You copied your latest bank statement on the nearest copier, but were careful not to leave the original behind when you finished. So your information is safe from prying eyes. Right?
Not necessarily. Newer copiers have hard drives, which store electronic duplicates of whatever they copy. If the copier you used also lacks security or privacy controls, your information is now vulnerable.
If you didn't know, don't be surprised--few people pay attention to evolving copy-machine technology. But to keep all your private information private, you should brush up your electronic security knowledge by spending a few minutes at the updated campus Protecting Privacy Campaign page.
Information and Educational Technology created the page to help UC Davis faculty, students and staff avoid common situations and scams that threaten privacy. The changing nature of electronic records and communication keeps creating different security risks, and IET's page offers context and options, not just warnings.
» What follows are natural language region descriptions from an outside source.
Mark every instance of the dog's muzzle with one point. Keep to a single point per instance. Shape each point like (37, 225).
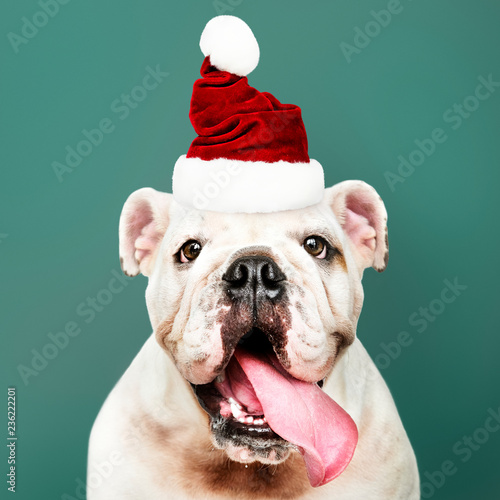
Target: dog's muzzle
(254, 279)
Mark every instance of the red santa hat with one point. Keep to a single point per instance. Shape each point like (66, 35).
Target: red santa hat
(251, 151)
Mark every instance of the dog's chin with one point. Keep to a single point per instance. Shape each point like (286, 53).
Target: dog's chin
(246, 443)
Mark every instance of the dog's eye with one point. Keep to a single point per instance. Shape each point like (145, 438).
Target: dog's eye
(316, 246)
(189, 251)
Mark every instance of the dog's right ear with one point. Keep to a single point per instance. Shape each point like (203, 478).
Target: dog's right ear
(143, 223)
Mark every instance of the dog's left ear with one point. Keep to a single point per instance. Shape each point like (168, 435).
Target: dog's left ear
(362, 214)
(143, 223)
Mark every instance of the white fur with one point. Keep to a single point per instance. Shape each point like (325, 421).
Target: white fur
(231, 45)
(234, 186)
(151, 420)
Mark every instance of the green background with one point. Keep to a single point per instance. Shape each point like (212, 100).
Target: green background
(58, 240)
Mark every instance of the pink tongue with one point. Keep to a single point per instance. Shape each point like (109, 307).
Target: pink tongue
(301, 413)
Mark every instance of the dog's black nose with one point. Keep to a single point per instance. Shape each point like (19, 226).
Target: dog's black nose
(254, 277)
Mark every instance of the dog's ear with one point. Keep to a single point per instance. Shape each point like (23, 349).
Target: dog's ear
(143, 223)
(362, 214)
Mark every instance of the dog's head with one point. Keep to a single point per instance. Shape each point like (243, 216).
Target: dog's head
(280, 290)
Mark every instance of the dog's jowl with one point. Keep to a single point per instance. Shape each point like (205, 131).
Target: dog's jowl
(253, 384)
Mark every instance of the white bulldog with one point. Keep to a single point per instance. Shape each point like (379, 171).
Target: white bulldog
(253, 384)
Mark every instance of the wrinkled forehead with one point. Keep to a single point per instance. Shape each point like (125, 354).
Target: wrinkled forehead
(222, 228)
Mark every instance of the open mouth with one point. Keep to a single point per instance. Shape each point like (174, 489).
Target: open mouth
(231, 401)
(257, 405)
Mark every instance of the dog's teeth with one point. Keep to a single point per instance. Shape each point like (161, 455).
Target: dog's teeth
(235, 403)
(236, 410)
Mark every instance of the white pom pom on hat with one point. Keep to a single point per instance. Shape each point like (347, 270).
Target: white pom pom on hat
(231, 45)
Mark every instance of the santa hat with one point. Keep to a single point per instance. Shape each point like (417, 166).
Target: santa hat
(251, 151)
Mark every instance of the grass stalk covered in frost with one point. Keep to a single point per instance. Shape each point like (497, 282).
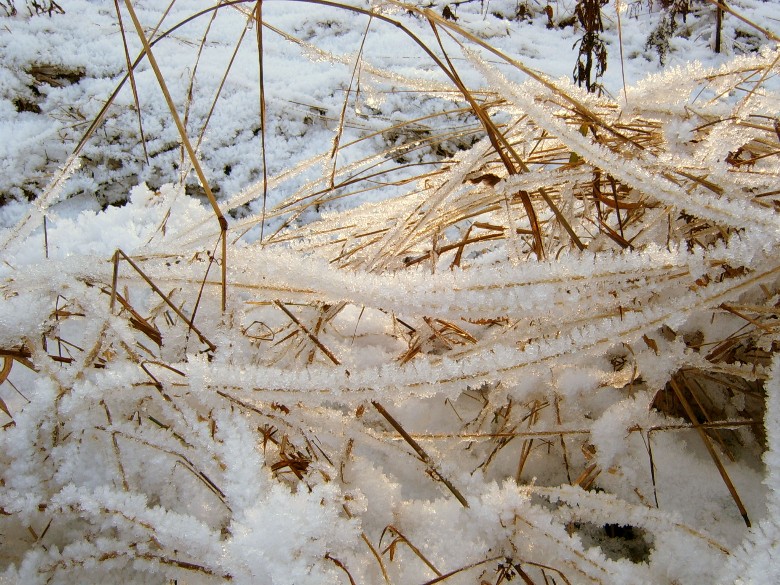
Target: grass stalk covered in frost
(543, 347)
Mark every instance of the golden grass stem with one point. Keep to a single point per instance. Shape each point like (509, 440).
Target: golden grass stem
(421, 452)
(187, 144)
(710, 448)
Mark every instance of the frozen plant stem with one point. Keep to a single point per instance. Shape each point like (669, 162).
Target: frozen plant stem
(187, 145)
(421, 452)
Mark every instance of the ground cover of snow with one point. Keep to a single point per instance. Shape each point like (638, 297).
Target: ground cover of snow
(406, 378)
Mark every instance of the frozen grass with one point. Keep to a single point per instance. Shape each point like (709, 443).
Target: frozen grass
(541, 348)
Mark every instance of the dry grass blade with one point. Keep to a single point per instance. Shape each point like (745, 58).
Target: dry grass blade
(310, 335)
(468, 567)
(676, 386)
(187, 144)
(422, 454)
(160, 293)
(400, 538)
(131, 74)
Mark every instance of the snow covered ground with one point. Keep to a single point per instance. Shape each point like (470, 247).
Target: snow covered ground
(466, 323)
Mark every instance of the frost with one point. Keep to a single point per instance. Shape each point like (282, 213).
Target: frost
(504, 330)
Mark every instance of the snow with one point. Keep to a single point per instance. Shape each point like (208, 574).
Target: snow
(387, 276)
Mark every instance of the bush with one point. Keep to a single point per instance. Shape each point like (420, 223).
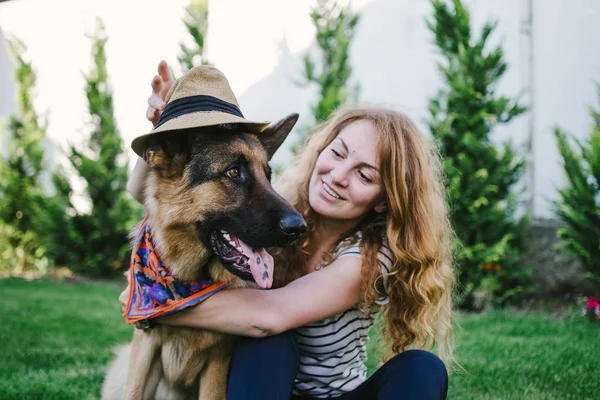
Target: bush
(481, 178)
(579, 204)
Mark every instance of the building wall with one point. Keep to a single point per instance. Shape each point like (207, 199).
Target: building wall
(394, 60)
(7, 84)
(7, 90)
(259, 45)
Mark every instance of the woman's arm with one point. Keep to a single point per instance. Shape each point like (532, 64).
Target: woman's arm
(161, 84)
(253, 312)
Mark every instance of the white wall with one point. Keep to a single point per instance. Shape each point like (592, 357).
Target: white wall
(395, 62)
(7, 89)
(259, 45)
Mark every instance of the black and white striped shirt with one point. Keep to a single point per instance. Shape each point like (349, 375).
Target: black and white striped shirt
(333, 351)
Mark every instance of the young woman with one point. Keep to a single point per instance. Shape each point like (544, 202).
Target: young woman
(370, 189)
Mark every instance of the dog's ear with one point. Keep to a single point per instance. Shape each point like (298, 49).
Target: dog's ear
(165, 156)
(272, 137)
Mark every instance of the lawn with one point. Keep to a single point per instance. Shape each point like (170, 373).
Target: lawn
(56, 340)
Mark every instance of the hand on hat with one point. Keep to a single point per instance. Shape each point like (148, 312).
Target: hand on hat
(161, 84)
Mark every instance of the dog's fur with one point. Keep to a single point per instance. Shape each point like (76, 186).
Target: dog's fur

The segment on email, for example, explains why you should not send private information in the body of an email--but points out that you can safely send private information in an encrypted attachment. The segment tells you how to do that with Excel, Word, or Mac OS 10.
Other parts of the page present an overview of what privacy is, and why it's important. Three sections discuss privacy basics, privacy pitfalls, and common scams.
To help spread the word, the site also offers privacy-related posters that people can download, print, and post in their office or building. A place near the copier might be good.